James Till in his University of Toronto laboratory in 1975. (Photo: Fred Phipps / University of Toronto Archives)

The accidental discovery of stem cells

Unexpected results can happen at any level of research, says James Till (BA’52, MA’54), and “it’s how they’re dealt with that matters.”

By Colleen MacPherson

Till knows of what he speaks; it was almost 60 years ago that the renowned University of Saskatchewan graduate, along with a colleague, found something unexpected in research results that simply could not be ignored.

Although they did not know it at the time, the two scientists were on the path to discovering stem cells and the great potential they hold for treating everything from blindness to spinal cord injuries.

The discovery was not a eureka moment, Till says, “but our reactions were the same. We both thought, ‘That’s really interesting.’ ”

Till was a researcher at the Ontario Cancer Institute in 1960 when he and his colleague, Ernest McCulloch, spotted an anomaly during a study they were conducting into the effects of radiation on mice.

The mice were irradiated with enough X-rays to kill them within 30 days if they did not receive a transplant of bone marrow cells. The mice were also injected with a varying number of cells in order for the researchers to determine how many cells it would take to keep the animals alive.

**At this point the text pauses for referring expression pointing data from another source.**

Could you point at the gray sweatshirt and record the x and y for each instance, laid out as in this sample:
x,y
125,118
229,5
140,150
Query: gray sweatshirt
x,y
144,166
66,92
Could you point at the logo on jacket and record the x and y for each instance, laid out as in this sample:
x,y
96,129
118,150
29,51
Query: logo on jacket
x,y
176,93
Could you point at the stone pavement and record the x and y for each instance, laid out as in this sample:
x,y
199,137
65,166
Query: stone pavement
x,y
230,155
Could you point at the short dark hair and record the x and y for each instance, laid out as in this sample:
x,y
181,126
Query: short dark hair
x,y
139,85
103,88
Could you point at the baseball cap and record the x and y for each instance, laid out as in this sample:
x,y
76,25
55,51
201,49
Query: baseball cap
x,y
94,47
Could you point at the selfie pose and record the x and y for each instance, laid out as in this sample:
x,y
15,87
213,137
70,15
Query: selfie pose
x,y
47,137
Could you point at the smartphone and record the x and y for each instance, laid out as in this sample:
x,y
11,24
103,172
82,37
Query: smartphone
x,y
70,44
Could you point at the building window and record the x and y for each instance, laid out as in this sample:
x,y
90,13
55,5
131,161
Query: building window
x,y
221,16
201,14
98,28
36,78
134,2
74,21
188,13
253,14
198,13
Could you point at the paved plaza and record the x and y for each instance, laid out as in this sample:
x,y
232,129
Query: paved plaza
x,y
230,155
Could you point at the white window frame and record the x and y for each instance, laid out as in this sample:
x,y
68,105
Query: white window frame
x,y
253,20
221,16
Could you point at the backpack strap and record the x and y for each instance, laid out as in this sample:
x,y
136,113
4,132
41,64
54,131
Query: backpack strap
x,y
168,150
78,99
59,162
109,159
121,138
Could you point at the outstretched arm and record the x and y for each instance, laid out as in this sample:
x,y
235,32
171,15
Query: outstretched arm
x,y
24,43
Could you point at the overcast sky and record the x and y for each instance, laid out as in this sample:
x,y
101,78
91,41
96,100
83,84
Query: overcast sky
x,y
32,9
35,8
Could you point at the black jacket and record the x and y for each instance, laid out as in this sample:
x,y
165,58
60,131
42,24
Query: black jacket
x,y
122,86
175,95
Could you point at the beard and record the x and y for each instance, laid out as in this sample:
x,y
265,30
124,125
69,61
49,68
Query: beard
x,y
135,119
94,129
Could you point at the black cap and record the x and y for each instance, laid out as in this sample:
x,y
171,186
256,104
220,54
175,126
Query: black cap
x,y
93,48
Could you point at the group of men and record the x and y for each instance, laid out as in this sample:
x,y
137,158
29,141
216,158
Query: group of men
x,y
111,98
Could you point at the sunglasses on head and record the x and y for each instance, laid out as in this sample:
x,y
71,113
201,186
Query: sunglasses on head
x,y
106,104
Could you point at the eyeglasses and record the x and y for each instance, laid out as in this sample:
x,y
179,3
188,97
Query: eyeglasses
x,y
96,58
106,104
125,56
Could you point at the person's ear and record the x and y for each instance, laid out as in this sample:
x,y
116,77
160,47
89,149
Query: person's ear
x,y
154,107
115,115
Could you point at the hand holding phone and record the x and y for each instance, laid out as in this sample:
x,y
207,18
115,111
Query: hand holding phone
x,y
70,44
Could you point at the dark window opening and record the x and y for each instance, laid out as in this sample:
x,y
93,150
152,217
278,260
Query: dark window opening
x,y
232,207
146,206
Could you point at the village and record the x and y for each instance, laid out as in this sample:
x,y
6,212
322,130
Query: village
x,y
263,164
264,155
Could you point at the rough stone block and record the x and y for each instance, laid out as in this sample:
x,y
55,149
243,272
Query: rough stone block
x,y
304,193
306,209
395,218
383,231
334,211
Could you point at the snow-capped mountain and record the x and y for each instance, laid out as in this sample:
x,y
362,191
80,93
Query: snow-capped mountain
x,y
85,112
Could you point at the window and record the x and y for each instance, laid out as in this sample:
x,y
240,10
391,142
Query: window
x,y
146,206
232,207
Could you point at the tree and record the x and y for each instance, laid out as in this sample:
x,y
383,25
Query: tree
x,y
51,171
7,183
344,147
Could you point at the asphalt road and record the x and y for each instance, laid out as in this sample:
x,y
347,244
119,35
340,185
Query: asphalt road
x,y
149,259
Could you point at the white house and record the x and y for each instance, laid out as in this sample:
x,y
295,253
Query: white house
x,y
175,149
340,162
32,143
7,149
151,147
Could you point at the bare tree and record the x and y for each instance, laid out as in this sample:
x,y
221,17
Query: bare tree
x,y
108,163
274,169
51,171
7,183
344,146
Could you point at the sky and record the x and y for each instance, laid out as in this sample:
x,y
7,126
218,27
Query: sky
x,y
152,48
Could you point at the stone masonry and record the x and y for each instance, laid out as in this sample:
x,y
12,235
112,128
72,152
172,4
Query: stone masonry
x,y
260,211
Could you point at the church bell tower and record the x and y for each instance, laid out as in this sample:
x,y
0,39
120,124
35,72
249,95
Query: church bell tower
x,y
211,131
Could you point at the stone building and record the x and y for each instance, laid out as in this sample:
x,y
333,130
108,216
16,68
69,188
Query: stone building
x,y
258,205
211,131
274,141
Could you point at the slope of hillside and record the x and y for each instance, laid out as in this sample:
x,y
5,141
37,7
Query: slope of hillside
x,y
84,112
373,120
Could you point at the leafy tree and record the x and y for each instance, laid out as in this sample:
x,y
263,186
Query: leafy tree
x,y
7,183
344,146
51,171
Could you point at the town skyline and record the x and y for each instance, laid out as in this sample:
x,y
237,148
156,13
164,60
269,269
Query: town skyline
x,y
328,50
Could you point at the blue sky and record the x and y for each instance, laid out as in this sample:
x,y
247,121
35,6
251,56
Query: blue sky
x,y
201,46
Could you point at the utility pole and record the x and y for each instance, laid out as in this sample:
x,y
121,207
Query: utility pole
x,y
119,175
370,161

On a Sunday morning, several days after injecting the cells, McCulloch examined samples taken from the mice. The hematologist noticed small lumps on the spleens of the mice, one lump for every 10,000 injected bone marrow cells.

“Dr. McCulloch’s observation that the number of clumps, which we both thought of as colonies, was linearly related to the number of transplanted marrow cells suggested that the colonies might be clones—that they derived from single cells,” says Till.

“We weren’t sure what track we were on, but we quickly agreed on what we would do next. We needed more evidence that the colonies were clones.”

James Till in 2017. (Photo: Laura Pedersen / U of T News)

Till and McCulloch published their initial observation in 1961 in the journal Radiation Research to little fanfare, and then dedicated themselves to confirming their suspicion. Their work was also aided by graduate student Andy Becker and senior scientist Lou Siminovitch, with Becker’s experiments demonstrating “quite convincingly that the colonies were clones,” says Till.

Those results were published in Nature in 1963.

At the same time, Siminovitch, a molecular biologist and Till’s mentor for his postdoctoral work, was the lead investigator for studies “that revealed the cells that gave rise to colonies had, among their descendants, cells that could themselves give rise to new colonies. So, colony-forming cells could self-renew.”

Siminovitch’s work, also published in 1963, combined with the previous findings, “convinced us that we had blood-forming stem cells. Before then, we only referred to them as colony-forming units—CFUs—because we weren’t sure what we were dealing with.”

That ability to self-renew, says Till, “seemed to us to be one crucial defining property of stem cells,” and it is the definition of stem cells that is still in use today.

“It took us three years to establish that we were, indeed, dealing with something of considerable significance,” he says.

Till and McCulloch’s work formed the basis for all stem cell research going on today, and paved the way for advances such as bone marrow transplants to treat cancer. It also opened the door to the field of regenerative medicine—in which scientists seek ways to regrow, repair or replace damaged or diseased cells, use therapeutic stem cells and even produce artificial organs.